Ces critiques que je viens de rappeler sont avancées envers toutes les formations à l’enseignement. Mais les futurs maîtres du secondaire y ajoutent souvent l’expression d’une forte dose d’insatisfaction sur les carences de leur formation disciplinaire. C’est que depuis une vingtaine d’années, une réforme a en effet eu pour conséquence de réduire la formation disciplinaire des enseignant.e.s du secondaire. Il m’a toujours semblé une aberration qu’on n’exige pas au moins le baccalauréat pour exercer cette profession: si j’en juge par ce que me disent mes étudiant.es, je ne suis pas le seul à le penser.

Des causes qu’on hésite à pointer

Il y a un grand nombre de raisons qui expliquent cet état de fait. En voici quelques-unes.

Pour commencer, les universités, de plus en plus déplorablement clientélistes, ne contingentent pas l’accès aux facultés d’éducation, qui devraient pourtant et qui pourraient, sans ce clientélisme, être des filières d’élite.

Ensuite, et en partie pour ces mêmes raisons, les professeur.e.s, à l’université, fuient l’enseignement au premier cycle et se concentrent aux études avancées et à leurs recherches et colloques.

Or là, étrangement, circulent aussi des idées douteuses, souvent contraires à ce que la recherche crédible enseigne. C’est ainsi qu’on a pu implanter une réforme dont l’échec devient de plus en plus indéniable, qui reposait sur des principes largement contraires à ce que la science la plus crédible permettait de préconiser. Les universités, qui devraient protéger les enseignant.e.s des idées fausses ou dangereuses, sont parfois le lieu où on les promeut.

Je me suis souvent demandé pourquoi nous ne sommes pas plus nombreux à nous en indigner. Car ce qui étonne, aussi, c’est le profond silence qui entoure tout cela, dont on ne parle que si peu.

Je pense pourtant connaître une part de l’explication de ce troublant phénomène.

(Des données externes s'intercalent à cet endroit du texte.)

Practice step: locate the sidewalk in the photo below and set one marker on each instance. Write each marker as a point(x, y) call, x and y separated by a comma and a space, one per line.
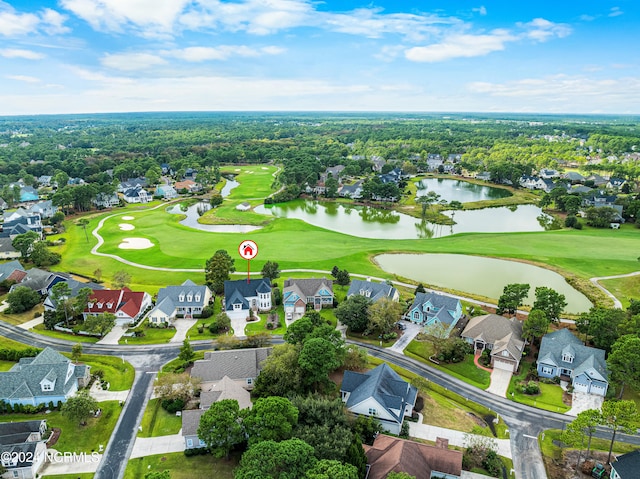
point(148, 446)
point(456, 438)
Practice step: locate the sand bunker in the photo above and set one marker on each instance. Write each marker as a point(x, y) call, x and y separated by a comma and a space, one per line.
point(135, 243)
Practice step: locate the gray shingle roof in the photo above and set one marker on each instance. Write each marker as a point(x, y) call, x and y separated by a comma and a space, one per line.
point(554, 344)
point(373, 291)
point(235, 363)
point(383, 384)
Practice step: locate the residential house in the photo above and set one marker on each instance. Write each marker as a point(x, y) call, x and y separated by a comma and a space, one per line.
point(187, 300)
point(22, 448)
point(74, 289)
point(380, 393)
point(373, 291)
point(43, 208)
point(626, 466)
point(12, 271)
point(104, 200)
point(437, 312)
point(7, 251)
point(189, 186)
point(168, 192)
point(226, 388)
point(300, 294)
point(126, 305)
point(40, 280)
point(574, 177)
point(48, 377)
point(136, 195)
point(547, 173)
point(242, 296)
point(615, 183)
point(353, 191)
point(392, 454)
point(132, 183)
point(502, 336)
point(240, 365)
point(563, 355)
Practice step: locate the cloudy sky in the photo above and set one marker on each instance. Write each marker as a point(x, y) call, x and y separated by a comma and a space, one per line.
point(83, 56)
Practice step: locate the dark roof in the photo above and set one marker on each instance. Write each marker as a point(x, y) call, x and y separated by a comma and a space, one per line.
point(236, 291)
point(384, 385)
point(628, 465)
point(373, 291)
point(235, 363)
point(392, 454)
point(553, 345)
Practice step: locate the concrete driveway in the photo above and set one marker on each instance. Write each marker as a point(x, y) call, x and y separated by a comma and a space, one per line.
point(584, 401)
point(408, 334)
point(500, 379)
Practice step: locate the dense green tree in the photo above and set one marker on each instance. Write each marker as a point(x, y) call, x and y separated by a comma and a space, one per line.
point(330, 469)
point(512, 297)
point(384, 314)
point(624, 362)
point(271, 270)
point(289, 459)
point(535, 325)
point(280, 374)
point(22, 299)
point(620, 416)
point(270, 419)
point(217, 270)
point(550, 302)
point(121, 279)
point(221, 428)
point(79, 407)
point(354, 313)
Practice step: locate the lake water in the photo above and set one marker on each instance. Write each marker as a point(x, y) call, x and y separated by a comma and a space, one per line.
point(463, 191)
point(368, 222)
point(192, 220)
point(480, 275)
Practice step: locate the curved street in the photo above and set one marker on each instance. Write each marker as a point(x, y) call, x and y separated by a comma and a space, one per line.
point(525, 423)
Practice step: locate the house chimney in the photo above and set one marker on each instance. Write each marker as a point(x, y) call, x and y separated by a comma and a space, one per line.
point(442, 443)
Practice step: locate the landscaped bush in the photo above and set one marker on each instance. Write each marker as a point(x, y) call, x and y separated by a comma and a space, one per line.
point(172, 406)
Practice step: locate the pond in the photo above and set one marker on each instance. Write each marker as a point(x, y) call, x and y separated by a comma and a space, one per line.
point(462, 191)
point(377, 223)
point(193, 212)
point(480, 275)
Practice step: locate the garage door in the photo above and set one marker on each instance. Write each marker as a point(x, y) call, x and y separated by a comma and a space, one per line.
point(501, 364)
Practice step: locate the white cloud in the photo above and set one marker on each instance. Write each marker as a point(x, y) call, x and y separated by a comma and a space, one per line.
point(14, 23)
point(131, 61)
point(460, 46)
point(542, 30)
point(615, 12)
point(111, 15)
point(20, 53)
point(23, 78)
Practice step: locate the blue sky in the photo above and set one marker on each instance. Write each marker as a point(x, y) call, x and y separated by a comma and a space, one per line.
point(84, 56)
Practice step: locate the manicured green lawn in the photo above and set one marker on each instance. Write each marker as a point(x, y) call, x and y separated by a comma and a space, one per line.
point(550, 397)
point(20, 318)
point(151, 336)
point(464, 370)
point(76, 338)
point(158, 422)
point(181, 467)
point(73, 437)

C’est que ce monde de l’éducation que je viens de décrire a non seulement beaucoup de traits qui caractérisent une pseudo-science, mais il ressemble aussi, par certains aspects, à une manière de secte fermée, récalcitrante à toute critique, qui ne tolère que les avis autorisés des initiés et qui est capable de réprimander avec force quiconque avance des objections contre elle.

C’est un portrait bien triste, je le sais: mais il correspond à ce que j’ai vu et connu depuis toutes ces années. Et ces carences de préparation expliquent aussi, je pense, en partie au moins, le grand décrochage des enseignant.e.s, qui changent de métier ou passent du côté de l’administration.